Raytheon is readying itself for the Army-led DoD Persistent Cyber Training Environment (PCTE) programme, for which a draft RfP is expected next summer, with a final version in the autumn of 2019, the company told MTSC during I/ITSEC in Orlando last month.
“This is an U$800 million programme, according to what the Army has already revealed and PEO-STRI just updated industry here this week. We have been showing our capabilities in understanding cyber, in agile development and in the ability to leverage existing expertise – and are getting some very positive feedback,” commented Raytheon Intelligence, Information & Services’ Director of Cyber Training, Don Bray.
The establishment of a Cyber Mission Force was first conceptualised in 2013 and it soon became apparent that the new force would require a standardised, structured process to deliver a trainer-ready force to the warfighter, incorporating multiple locations for 24/7 training capability. The Army, as the lead service for DoD, has already released a Statement of Work, held a further industry briefing during I/ITSEC in Orlando and is on track to kickstart the RfP process as outlined above.

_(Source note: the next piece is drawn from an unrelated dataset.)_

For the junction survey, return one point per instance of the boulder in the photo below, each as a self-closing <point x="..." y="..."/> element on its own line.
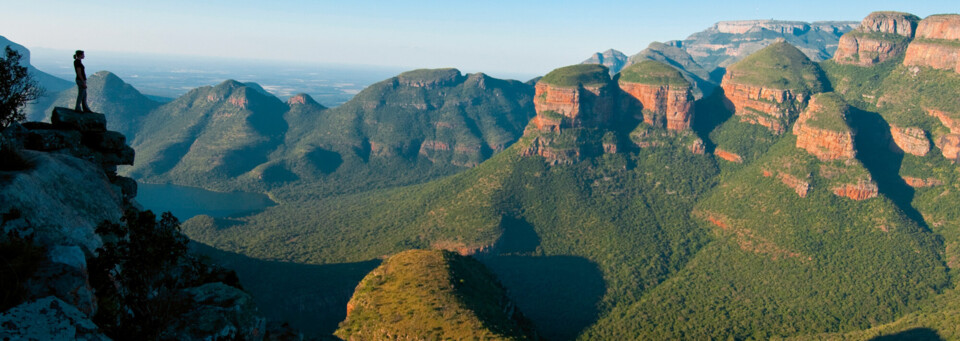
<point x="47" y="319"/>
<point x="64" y="274"/>
<point x="63" y="118"/>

Raytheon demonstrated its capabilities in cyber training in Orlando, offering, “what is basically a replication of the cyber terrain,” in Mr Bray’s words. Leveraging the capabilities of the company’s Cyber Operations Development and Evaluation (CODE) Centre in Dulles, VA, Raytheon is combining cyber range, demonstration and test and evaluation abilities to showcase its agility in software development, its understanding of the cyber domain and the capacity to leverage existing proficiencies.
There is, undoubtedly, a long way to go. Not the lowest item in the hierarchy of needs is an assurance that technology and doctrine can mesh seamlessly to provide what is actually needed, as opposed to what is technically possible. Which is why Raytheon’s approach is an eminently pragmatic one, it seems to MTSC. Mr Bray, whose 35-year career in the US Army included command of the Cyber Protection Brigade, is quite sanguine about his company’s chances. “We can already train individuals and teams from the institutional level all the way through to full scale exercises: we understand cyber; we have a tradition of agile development; and we recognise that it is the human being who provides context – but artificial intelligence is pretty much mature enough and machine learning advanced enough to give us an opportunity to do this – and to do it right,” he told MTSC.